A gentle reminder: this construct was designed for one thing and one thing only: resource management. It was not designed for locking. Java already contains a native construct for locking (synchronized). A very small minority of Java programmers use java.util.concurrent.atomic.Locks. Support for them is not a priority. Nearly all Java programmers use resources such as java.io.InputStream, OutputStream, Reader, Writer, Formatter; java.nio.Channel; java.net.socket; java.sql.Connection, Statement, ResultSet, or java.awt.Graphics. That's what this construct is designed for.
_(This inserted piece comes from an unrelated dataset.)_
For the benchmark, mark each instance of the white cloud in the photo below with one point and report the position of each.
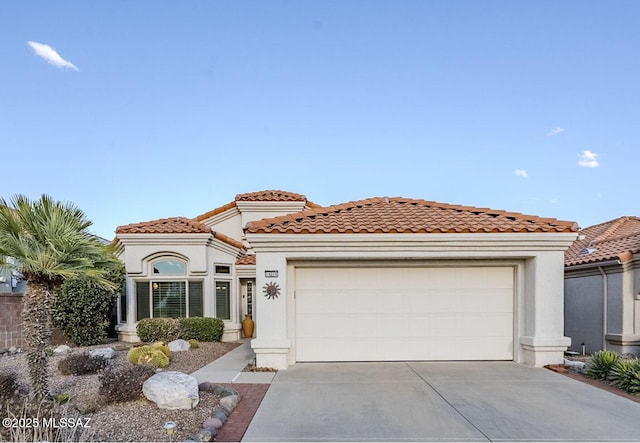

Goodnight,

Josh

On Wed, Mar 4, 2009 at 12:03 AM, Jeremy Manson <jeremy.manson at gmail.com>wrote:

On Tue, Mar 3, 2009 at 11:56 PM, Neal Gafter <neal at gafter.com> wrote: > On Tue, Mar 3, 2009 at 11:49 PM, Jeremy Manson <jeremy.manson at gmail.com> wrote: >> As a side note to this conversation, directed at any people who will >> think you can't have this feature with this proposal, regardless of >> your feelings about the particular merits of accomplishing the same >> thing with closures, there is a way to handle this case: >> >> try (LockDisposer l = new LockDisposer(lock.readLock())) { >> clientCount++; >> } >> >> try (LockDisposer l = new LockDisposer(lock.writeLock())) { >> return field.getValue(); >> } > > Yow. I think the cure might be worse than the disease.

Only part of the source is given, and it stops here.